Seit dem tödlichen Schuss auf Cemile hat sich die Familie in den hinteren Hausteil verlagert, damit sie nicht durch Einschüsse ins Haus getroffen werden kann. 36 Familienmitglieder. Kinder und Enkelkinder. Alle eingepfercht in das Zimmer, in dem Cemiles Leiche einen Tag zuvor präpariert worden war. Die ersten Tage waren die Familienmitglieder absichtlich nicht in denselben Räumen. Zu lebendig noch die Erinnerung an 1992. Die Armee habe damals mit schweren Waffen auf das Haus geschossen. «Eine Bombe tötete sechs Familienmitglieder. Unsere älteste Tochter, Vater, Mutter, meinen Bruder, die Schwägerin und eine Nichte», zählt der 54-jährige Ehemann auf. Und jetzt Cemile.

«Es kann nicht mehr schlimmer werden», sagt der Vater nun in Rage. Die Kühltruhe mit Cemile steht im Haus in einem abgeschlossenen Zimmer, wegen der anderen Kinder. «Ich musste immer wieder kontrollieren, ob die Leiche nicht stinkt, weil es so häufig keinen Strom hatte», sagt der Vater. «Sie war mein Lieblingskind. Sie war klug und wollte studieren. Sie war erst zehn, aber schon so erwachsen.» Cemiles Brüder hören schweigend zu. Einer lenkt sich ab mit dem Handy.

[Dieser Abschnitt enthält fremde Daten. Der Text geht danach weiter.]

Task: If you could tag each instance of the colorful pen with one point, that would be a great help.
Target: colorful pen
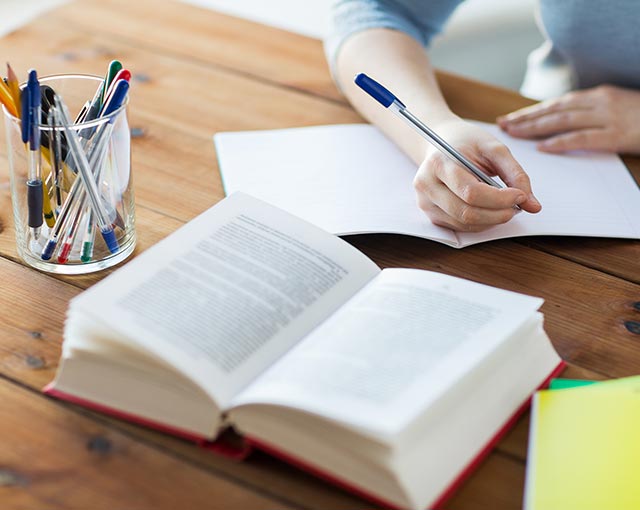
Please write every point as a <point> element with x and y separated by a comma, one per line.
<point>14,87</point>
<point>7,99</point>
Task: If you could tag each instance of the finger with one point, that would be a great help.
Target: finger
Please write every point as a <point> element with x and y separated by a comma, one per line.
<point>573,100</point>
<point>442,219</point>
<point>555,123</point>
<point>585,139</point>
<point>475,193</point>
<point>463,215</point>
<point>500,158</point>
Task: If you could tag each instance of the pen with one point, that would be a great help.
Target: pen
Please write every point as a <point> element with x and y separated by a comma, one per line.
<point>14,86</point>
<point>31,135</point>
<point>388,100</point>
<point>6,98</point>
<point>85,174</point>
<point>114,68</point>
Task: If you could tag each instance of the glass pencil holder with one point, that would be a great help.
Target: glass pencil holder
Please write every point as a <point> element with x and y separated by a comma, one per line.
<point>83,217</point>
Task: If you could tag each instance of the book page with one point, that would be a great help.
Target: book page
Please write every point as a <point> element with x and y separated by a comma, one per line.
<point>347,179</point>
<point>226,295</point>
<point>396,347</point>
<point>582,194</point>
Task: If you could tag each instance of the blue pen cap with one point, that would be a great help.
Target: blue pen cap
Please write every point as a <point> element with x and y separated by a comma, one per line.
<point>109,237</point>
<point>116,99</point>
<point>375,90</point>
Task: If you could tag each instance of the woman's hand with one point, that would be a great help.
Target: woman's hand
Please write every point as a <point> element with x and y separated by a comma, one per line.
<point>452,197</point>
<point>604,118</point>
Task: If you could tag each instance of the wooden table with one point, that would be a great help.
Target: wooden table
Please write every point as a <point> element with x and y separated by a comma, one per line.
<point>195,73</point>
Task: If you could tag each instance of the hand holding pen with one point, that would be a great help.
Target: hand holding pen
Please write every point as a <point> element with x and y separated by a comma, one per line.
<point>453,190</point>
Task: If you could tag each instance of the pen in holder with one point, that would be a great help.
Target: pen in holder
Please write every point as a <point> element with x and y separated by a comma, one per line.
<point>70,167</point>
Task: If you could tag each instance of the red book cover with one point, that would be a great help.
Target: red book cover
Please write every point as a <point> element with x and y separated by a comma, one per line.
<point>239,453</point>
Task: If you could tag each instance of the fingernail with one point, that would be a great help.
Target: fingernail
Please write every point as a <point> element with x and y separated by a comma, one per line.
<point>533,199</point>
<point>521,199</point>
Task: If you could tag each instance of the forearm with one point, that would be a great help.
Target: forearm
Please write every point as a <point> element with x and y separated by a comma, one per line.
<point>400,63</point>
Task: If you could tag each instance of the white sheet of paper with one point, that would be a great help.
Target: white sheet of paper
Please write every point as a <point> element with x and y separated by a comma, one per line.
<point>351,179</point>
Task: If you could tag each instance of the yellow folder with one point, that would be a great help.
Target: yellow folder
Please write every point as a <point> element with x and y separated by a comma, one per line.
<point>584,448</point>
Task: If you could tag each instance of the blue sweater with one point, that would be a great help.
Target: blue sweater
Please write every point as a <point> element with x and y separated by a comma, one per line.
<point>591,42</point>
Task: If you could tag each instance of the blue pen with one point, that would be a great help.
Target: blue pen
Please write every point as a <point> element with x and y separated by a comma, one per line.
<point>388,100</point>
<point>31,135</point>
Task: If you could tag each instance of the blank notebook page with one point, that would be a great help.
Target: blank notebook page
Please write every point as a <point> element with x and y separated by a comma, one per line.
<point>352,179</point>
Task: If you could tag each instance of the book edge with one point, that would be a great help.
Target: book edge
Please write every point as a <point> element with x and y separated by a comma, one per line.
<point>217,446</point>
<point>451,488</point>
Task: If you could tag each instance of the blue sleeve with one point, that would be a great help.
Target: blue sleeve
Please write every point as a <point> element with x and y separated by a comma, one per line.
<point>420,19</point>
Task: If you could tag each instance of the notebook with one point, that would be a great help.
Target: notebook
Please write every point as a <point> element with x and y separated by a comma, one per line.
<point>350,179</point>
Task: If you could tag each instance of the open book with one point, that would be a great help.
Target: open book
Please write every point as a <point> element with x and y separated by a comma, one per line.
<point>391,382</point>
<point>350,179</point>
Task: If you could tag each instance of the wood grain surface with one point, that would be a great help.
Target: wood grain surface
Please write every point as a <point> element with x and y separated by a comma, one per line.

Letzte Tage: Bevor Cemiles Leiche verwest, muss sie weg. Die Ambulanz wird nun auf Drängen hin zum Haus gelassen – und begleitet von einem Panzer zur Autopsie in den Bezirkshauptort Sırnak gefahren. Offenbar, weil die Sicherheitskräfte den Sanitätern nicht trauen. Dann kommt Cemile auf einen Markt, wo in einem Kühlraum für Hähnchen schon sieben andere Leichen gelagert sind. «Es ist so furchtbar, wenn ich heute den Kühlschrank öffne. Dann denke ich immer an Cemile», sagt die Mutter. Am 7. Tag strömt wieder Wasser aus den Leitungen. «Das Personal war mutig und öffnete den Hauptschalter der Wasserversorgung. Für uns war das wie ein Festtag», sagt Imret. «Die Situation war skurril. Wir sassen im Garten zusammen, während in der Stadt weiter geschossen wurde. Wir sagten uns: Wenigsten verbringen wir schöne letzte Tage. In der letzten Nacht hat ein Nachbar sogar die Gitarre geholt. Die Kinder konnten wir irgendwann nicht mehr halten. Sie spielten im Garten.»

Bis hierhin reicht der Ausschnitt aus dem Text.